PMFI - Prefeitura Municipal de Foz do Iguaçu (PR) — Prova 2023
O parto prematuro pode ser considerado um grave problema de saúde pública, pois impacta em morbidade neonatal elevada, aumenta os índices de mortalidade, assim como o dano psíquico e físico para a puérpera. Sendo assim, considere as seguintes opções para sua prevenção: I. Pré-natal regular; II. Uso de progesterona em pacientes de alto risco para parto prematuro; III. Cerclagem cervical em paciente com colo curto (abaixo de 2 cm com 16 semanas); IV. Uso de cloridrato de isoxsuprina 10 mg de 12/12 horas quando houver contrações; V. Tratamento de infecções genitais sempre que presentes. Estão CORRETAS:
Prevenção parto prematuro: pré-natal, progesterona (alto risco), cerclagem (colo curto), tratar infecções. Isoxsuprina NÃO é recomendada.
A prevenção do parto prematuro envolve uma abordagem multifacetada, incluindo o acompanhamento pré-natal adequado, o uso de progesterona em pacientes de alto risco e a cerclagem cervical para colo curto. O tratamento de infecções genitais também é crucial, enquanto a isoxsuprina não é um tocolítico de primeira linha ou recomendado atualmente.

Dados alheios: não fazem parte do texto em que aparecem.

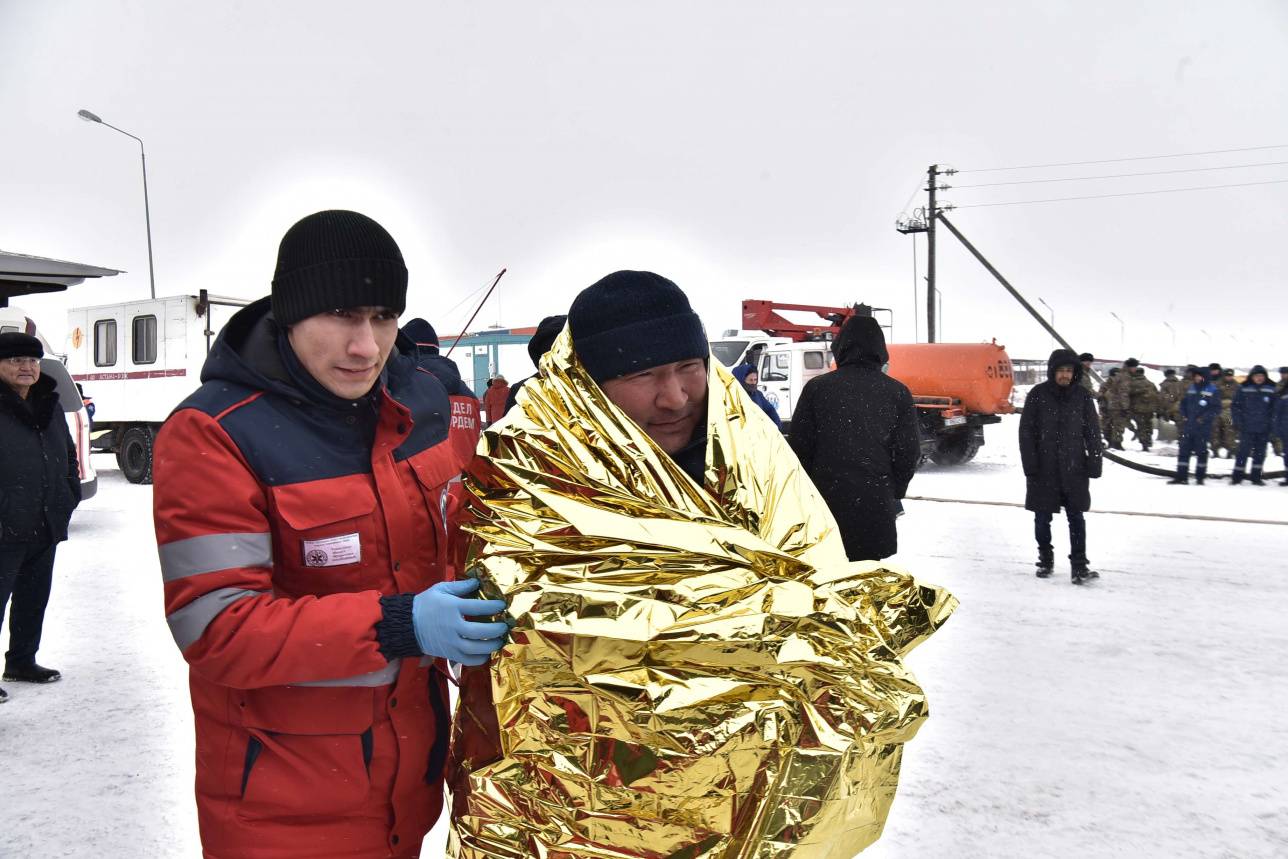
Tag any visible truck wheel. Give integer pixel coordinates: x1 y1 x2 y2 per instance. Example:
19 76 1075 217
930 433 979 465
116 426 153 483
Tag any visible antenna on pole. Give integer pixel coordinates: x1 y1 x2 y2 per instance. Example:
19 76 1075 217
444 268 506 358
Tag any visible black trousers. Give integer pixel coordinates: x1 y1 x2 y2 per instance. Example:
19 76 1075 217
1033 505 1087 564
0 543 58 668
1176 433 1208 478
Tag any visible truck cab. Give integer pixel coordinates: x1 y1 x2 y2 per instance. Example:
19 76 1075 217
711 331 832 433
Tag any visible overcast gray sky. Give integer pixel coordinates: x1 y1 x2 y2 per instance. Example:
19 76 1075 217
0 0 1288 367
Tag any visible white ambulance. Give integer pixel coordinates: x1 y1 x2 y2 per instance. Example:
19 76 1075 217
67 290 250 483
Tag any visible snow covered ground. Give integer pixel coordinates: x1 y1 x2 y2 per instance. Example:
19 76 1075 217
0 419 1288 859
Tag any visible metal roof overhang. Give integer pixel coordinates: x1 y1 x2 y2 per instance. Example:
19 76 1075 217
0 251 121 307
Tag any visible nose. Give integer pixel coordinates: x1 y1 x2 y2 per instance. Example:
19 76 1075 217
349 319 380 361
653 372 689 411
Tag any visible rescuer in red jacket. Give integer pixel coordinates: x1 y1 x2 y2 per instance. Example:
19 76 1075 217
155 211 506 859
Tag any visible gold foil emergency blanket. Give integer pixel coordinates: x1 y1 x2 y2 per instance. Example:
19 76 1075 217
448 330 956 859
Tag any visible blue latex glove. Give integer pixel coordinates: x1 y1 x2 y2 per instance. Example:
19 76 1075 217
411 578 510 665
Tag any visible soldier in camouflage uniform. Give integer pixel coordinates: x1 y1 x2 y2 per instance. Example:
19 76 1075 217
1158 367 1190 426
1097 367 1131 451
1123 358 1158 451
1078 352 1105 394
1208 364 1239 460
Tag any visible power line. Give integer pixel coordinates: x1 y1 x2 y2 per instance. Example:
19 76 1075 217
958 161 1288 189
957 143 1288 173
954 179 1288 209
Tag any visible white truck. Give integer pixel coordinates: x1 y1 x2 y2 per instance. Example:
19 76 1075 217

O parto prematuro é uma das principais causas de morbidade e mortalidade neonatal, representando um desafio significativo para a saúde pública. A prevenção é multifacetada e envolve a identificação de fatores de risco e a implementação de intervenções baseadas em evidências. O pré-natal regular é a base para a detecção precoce de complicações e a educação da gestante. A fisiopatologia do parto prematuro é complexa, envolvendo inflamação, infecção, estresse, sangramento e distensão uterina. Intervenções como o uso de progesterona (via vaginal ou intramuscular) têm demonstrado eficácia em reduzir o risco de parto prematuro em populações selecionadas, como aquelas com colo curto ou histórico prévio. A cerclagem cervical é indicada para pacientes com incompetência istmo-cervical ou colo uterino significativamente curto, especialmente antes de 24 semanas. O tratamento de infecções genitais, como a vaginose bacteriana ou infecções do trato urinário, também é crucial, pois podem desencadear contrações uterinas. É fundamental que residentes e profissionais de saúde estejam atualizados sobre as recomendações atuais. Tocolíticos como a isoxsuprina, que já foram utilizados, não são mais recomendados devido à falta de evidências de eficácia e segurança comparáveis a outras opções. O foco deve ser em intervenções comprovadamente eficazes para otimizar os resultados maternos e neonatais.
As principais medidas incluem um pré-natal regular e de qualidade, o uso de progesterona em gestantes de alto risco, a realização de cerclagem cervical em casos de colo curto e o tratamento adequado de infecções genitais.
A progesterona é indicada para prevenção do parto prematuro em pacientes com histórico de parto prematuro espontâneo, colo uterino curto (detectado por ultrassonografia) ou gestação gemelar (em alguns casos específicos).
Não, a isoxsuprina não é considerada um tocolítico eficaz ou recomendado pelas diretrizes atuais para a prevenção ou tratamento do parto prematuro, devido à falta de evidências robustas de benefício e potenciais efeitos adversos.